With the help of millions of dollars in advertising from union bosses (who were less interested in saving Medicare than in sabotaging the Republican balanced budget), Clinton and the Democrats embarked last summer on a Medicare campaign designed to deceive and frighten senior citizens about Republican plans to save Medicare.

They carpet-bombed the districts of Republican members of Congress with phony TV ads claiming Republicans were "cutting" Medicare. But as even the AARP has acknowledged, under the Republican budget Clinton vetoed, Medicare spending would have increased 7 percent annually.

Mark Twain once said, "A lie can get half way around the world before the truth can get its boots on," and that was certainly true of these ads. Said Kentucky Democratic party chairman Terry McBrayer when his party won the governorship last year, "I think the white-haired people are scared, and that ultimately helps us."

While some in the media decried the Democrats' scare tactics, all too often the press repeated the Democrats' Big Lie that Republicans were cutting Medicare.
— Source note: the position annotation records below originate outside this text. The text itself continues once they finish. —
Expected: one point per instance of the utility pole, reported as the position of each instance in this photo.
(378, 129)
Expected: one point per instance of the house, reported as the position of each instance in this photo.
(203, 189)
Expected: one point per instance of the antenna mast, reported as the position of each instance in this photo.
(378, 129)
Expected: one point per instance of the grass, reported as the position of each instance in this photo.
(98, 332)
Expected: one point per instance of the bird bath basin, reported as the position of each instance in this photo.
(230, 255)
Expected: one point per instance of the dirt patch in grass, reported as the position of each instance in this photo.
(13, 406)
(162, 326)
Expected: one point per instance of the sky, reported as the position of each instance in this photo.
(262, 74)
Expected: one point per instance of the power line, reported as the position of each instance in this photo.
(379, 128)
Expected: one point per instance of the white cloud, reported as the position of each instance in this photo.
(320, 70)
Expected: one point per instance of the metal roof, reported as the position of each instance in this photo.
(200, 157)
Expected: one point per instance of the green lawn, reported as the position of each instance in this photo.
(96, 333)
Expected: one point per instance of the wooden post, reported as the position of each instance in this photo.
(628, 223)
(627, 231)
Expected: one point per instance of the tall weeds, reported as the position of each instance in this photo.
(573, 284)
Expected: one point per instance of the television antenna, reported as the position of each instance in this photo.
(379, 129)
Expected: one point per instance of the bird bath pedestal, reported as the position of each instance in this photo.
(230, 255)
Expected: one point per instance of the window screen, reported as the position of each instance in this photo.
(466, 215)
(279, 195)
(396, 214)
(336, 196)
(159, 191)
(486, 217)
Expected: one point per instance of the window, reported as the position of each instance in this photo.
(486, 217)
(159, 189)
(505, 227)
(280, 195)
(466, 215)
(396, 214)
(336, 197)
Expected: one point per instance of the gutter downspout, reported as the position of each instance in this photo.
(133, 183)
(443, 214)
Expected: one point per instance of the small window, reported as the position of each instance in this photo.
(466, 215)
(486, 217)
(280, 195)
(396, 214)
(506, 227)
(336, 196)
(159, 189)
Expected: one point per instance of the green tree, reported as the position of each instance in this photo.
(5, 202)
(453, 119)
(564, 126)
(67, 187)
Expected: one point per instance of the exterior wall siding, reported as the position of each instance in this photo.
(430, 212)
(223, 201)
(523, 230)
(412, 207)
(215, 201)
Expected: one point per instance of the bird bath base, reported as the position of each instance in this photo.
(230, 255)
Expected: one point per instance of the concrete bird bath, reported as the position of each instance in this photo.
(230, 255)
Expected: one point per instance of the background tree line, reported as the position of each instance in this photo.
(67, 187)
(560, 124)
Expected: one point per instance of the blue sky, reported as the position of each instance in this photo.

An analysis by MediaNomics of all the stories about Medicare on network evening newscasts during a two-week period in May 1995 showed reporters referred to Republican "cuts" in Medicare twice as often as they correctly called our plans "slowing Medicare's growth."

But no amount of favorable press or TV ads can hide the truth that Medicare is going bankrupt on Clinton's watch. Judging from a string of recently released data, it is likely the trustees will report this week that Medicare will go bankrupt not in seven years, but in four or five years. The Congressional Budget Office indicates that over the budget cycle, Medicare is $91 billion worse off than the trustees estimated in 1995 -- $91 billion!

When the public -- and particularly seniors who have been the targets of the Mediscare campaign -- learn that Medicare will be insolvent in four or five years, they will know Republicans did the right thing to try to save it.

Indeed, by standing in the way of Medicare reforms, Clinton and the Democrats are not only hastening Medicare's bankruptcy and putting at risk the health care security of 37 million Americans, but their demagogic attacks have dismissed any hope of needed Medicare reform in the near future.

Now that's an election issue I'll gladly take to the voters.

Haley Barbour is chairman of the Republican National Committee.